Wiązka krążyła w pierścieniu przez ponad 10 minut, a tym samym okrążyła go prawie 2 miliardy razy. Energia wiązki elektronowej to 490 MeV, natomiast zakumulowany prąd to 5.2 mA. Kolejnym zadaniem jest uzyskanie pełnej energii wiązki, która będzie trzy razy wyższa i osiągnie 1,5 GeV. Aby tego dokonać najpierw przeprowadzono wiązkę przez akcelerator liniowy (przyspieszacz cząstek). Bardziej skomplikowanym zadaniem było przeprowadzenie wiązki elektronów przez 12 magnesów, które rozmieszczone są na okręgu.
Wielokrotnie musieliśmy korygować ustawienia różnych parametrów synchrotronu, w szczególności dopasować wartości pól magnetycznych wszystkich magnesów do aktualnej energii wiązki elektronowej, tak aby bez problemów mogła ona wykonać pierwszy i kolejne obroty po pełnym obwodzie, 96 metrach pierścienia – wyjaśnia Adriana Wawrzyniak, główny fizyk akceleratorowy w Solarisie. Kolejnymi etapami było zsynchronizowanie magnesu impulsowego z momentem wstrzykiwania wiązki w taki sposób, aby efektywnie wprowadzał on elektrony na poprawną orbitę oraz dopasowanie parametrów wnęki rezonansowej by umożliwić ich akumulację w pierścieniu synchrotronu – dodaje.
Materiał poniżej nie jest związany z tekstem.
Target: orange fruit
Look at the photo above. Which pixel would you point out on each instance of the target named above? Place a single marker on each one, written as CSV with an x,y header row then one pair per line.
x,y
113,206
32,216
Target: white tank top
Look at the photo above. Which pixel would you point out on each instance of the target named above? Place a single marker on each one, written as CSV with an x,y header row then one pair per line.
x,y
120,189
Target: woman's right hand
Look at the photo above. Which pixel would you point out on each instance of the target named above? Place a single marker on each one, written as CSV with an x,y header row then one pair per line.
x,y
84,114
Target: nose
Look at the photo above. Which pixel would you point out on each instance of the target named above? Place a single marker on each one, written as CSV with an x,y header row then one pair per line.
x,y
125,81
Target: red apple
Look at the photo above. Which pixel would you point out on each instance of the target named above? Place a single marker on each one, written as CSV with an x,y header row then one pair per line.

Zanim wiązka elektronów zacznie emitować światło o stabilnych parametrach, które będzie można wykorzystać do badań na liniach eksperymentalnych, przed naukowcami z NCPS Solaris jeszcze wiele godzin pracy i testów. Wszystko po to, aby światło pierwszego polskiego synchrotronu było jak najlepszej jakości i miało jak najlepsze parametry.
----------------------------
Ilustracja w tekście: obraz wiązki elektronów zaobserwowany na monitorze przy wyjściu do linii badawczej.